So it’s been a bit of a struggle of late. My Ghost has been sick and, consequently, run down, and I’ve been running my ass off with half a dozen different things that have been keeping me out of the house when I’d have rather been home and scribbling.
None the less, yesterday was a really good day, so I thought I’d talk about it and break down what made it so good.

I mean, yes, there were the couple-y things that went on – slow, lazy waking up; finally getting to do some S/M[1] with each other and having a good fuck[2]; running errands; reading Kushiel’s Dart aloud while curled up on the couch together; that kind of thing. And those were all lovely. But there was also this:

Ghost did the dishes while I worked on jewelry. She tidied and dusted the living room while I dyed my hair. I told her I wanted her to give me a facial-extraction and she broke out her new massage table and did it[3]. And she was able to do this while (a) working with minimal available energy and (b) while also having the chance to talk to her Other People and have some time to doodle around and have some self-time as well.

I’m not the kind of domme who likes to micro-manage. I’m the kind of domme who likes to be worshiped and attended-to and generally waited upon hand and foot. Scheduling things tightly, getting on my servant’s case, having to poke and prod… that stuff tends to make me feel like I’m the servant, not the master (possibly because it’s the kind of stuff – calendar-management, for example – that I do in most of my low-paying, “disposable-employee” type temp jobs).
Having to ask for help[4] leaves me feeling powerless, whereas, when the Auto-Magical Cleaning Fairy turns up and gives me a shiny, shiny floor or kitchen or bathroom on the regular, I actually feel empowered (in the same way that a boss typically doesn’t have to say “I want you to pick up and sort the mail” more than once, at the outset, for it to get done every single day), and it makes it easier for me to tap into my own sense of entitlement and throw some me-me-me stuff (the kinds of things I typically relegate to the bottom of the hierarchy of items-to-do) into how I make use of my girl[5].

Yesterday was as phenomenal as it was in large part because it showed me that What I Want is actually possible. It’s actually possible for me to have attention lavished upon me (in various ways) by my servant, and for her to (a) not be totally drained by this AND (b) keep the house in order AND (c) have some time to spend on herself as well.

Now, granted, yesterday was also a Saturday where we’d intentionally not scheduled anything in the way of Commitments.
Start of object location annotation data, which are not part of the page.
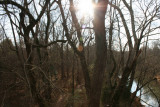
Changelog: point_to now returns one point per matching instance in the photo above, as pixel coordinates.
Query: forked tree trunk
(100, 34)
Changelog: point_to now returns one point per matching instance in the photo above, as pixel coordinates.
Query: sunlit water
(146, 97)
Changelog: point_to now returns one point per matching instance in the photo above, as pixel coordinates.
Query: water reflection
(145, 97)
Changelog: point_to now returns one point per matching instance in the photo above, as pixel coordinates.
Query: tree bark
(100, 34)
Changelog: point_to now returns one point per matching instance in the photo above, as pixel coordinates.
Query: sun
(85, 7)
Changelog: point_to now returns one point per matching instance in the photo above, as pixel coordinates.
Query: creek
(146, 97)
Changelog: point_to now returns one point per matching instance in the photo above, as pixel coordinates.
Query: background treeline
(56, 57)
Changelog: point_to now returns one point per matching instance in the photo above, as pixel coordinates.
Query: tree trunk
(100, 33)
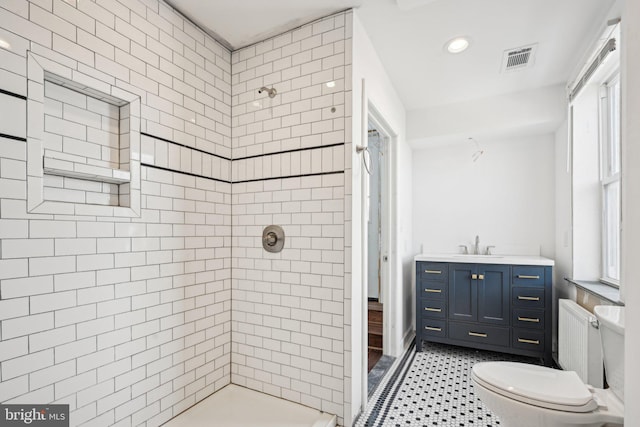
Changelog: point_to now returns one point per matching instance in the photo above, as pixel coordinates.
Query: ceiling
(411, 44)
(409, 36)
(239, 23)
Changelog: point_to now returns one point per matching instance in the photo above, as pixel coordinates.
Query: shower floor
(236, 406)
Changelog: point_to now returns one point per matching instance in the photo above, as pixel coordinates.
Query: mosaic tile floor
(432, 388)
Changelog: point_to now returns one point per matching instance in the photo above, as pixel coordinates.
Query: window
(610, 179)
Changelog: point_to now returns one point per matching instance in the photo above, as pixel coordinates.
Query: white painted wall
(563, 257)
(380, 93)
(506, 196)
(631, 204)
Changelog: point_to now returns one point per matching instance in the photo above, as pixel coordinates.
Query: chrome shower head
(271, 92)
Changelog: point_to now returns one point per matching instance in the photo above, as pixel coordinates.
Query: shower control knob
(271, 239)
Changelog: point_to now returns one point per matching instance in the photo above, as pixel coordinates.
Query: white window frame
(609, 172)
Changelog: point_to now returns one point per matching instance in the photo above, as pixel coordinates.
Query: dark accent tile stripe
(392, 396)
(17, 138)
(184, 173)
(290, 151)
(15, 95)
(245, 157)
(383, 401)
(185, 146)
(289, 176)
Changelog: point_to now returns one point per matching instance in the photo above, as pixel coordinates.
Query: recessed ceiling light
(5, 44)
(457, 45)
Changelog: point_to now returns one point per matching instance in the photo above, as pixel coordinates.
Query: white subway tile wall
(129, 319)
(289, 324)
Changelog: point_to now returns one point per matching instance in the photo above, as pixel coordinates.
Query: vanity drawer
(479, 333)
(432, 271)
(527, 275)
(434, 308)
(434, 328)
(528, 339)
(527, 318)
(527, 297)
(431, 289)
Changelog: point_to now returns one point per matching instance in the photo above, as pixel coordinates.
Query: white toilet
(523, 395)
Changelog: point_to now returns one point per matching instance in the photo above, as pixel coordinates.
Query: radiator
(579, 347)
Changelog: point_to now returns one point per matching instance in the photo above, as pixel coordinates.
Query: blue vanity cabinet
(499, 307)
(432, 284)
(479, 293)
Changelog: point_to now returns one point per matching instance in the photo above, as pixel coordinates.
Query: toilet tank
(611, 319)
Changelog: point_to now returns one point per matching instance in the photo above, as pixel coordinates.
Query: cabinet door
(493, 294)
(463, 292)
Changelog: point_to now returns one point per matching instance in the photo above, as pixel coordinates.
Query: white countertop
(486, 259)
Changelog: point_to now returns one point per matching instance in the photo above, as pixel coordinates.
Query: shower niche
(83, 144)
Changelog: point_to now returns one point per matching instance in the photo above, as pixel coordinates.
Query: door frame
(388, 239)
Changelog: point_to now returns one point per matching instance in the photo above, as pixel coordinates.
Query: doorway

So figuring out how to keep this as the norm while still covering off her full-time day-job and the various community commitments that she has going on… that is still very much a challenge for me. (One we’ve been talking about this evening, as it happens). But I’m awfully glad to know that it can be done.

On a related but different note:
Something I’ve learned: I’m totally and utterly okay[6] and, in fact, really happy when my Ghost’s Down-Time Activities are simultaneously (a) things that give her a creative outlet, intellectual practice or similar, (b) give her a means of relaxation and make her happy in the process, AND (c) contribute in some (fairly direct) way to benefiting me as well. Sitting for half an hour and reading a book on massage techniques fits this bill. Doing leather-care fits this bill. Building me an earring tree out of copper wire fits this bill.
I’m not sure what else falls into this category, but those are three things that do.

Anyway. That’s where I’m at right now.

TTFN,
Ms Syren.

[1] No, really. It’s been ages and we’ve both been missing it.

[2] This, too. I feel… re-calibrated, or like I’ve got my balance back after a long time of feeling slightly “off”. It’s such a relief.

[3] Which, fyi, also helped to get me re-calibrated. It was like getting my touch-bank filled up again. It was great!

[4] For a given value of “help”. Having to say “can you do the dishes tonight” when the expectation is that she does the dishes every night… means that something is up enough that this is no-longer a given. At which-point something in my up-bringing takes over and I feel like I should just be doing it myself. Which I hate. Etc.

[5] Okay, Caveate: When I’m digging into my own entitlement and throwing me-me-me stuff on The List, I do need to be aware of her energy-levels and so-on. (Case in point: Today, in light of both (a) her being on the mend and needing to be gentle with herself, and (b) this needing to be done sooner rather than later, I’m having her do some leather-care because it’s something she can do sitting down and which won’t take it out of her too much).

[6] By-which I mean “feel like all goals are being met”.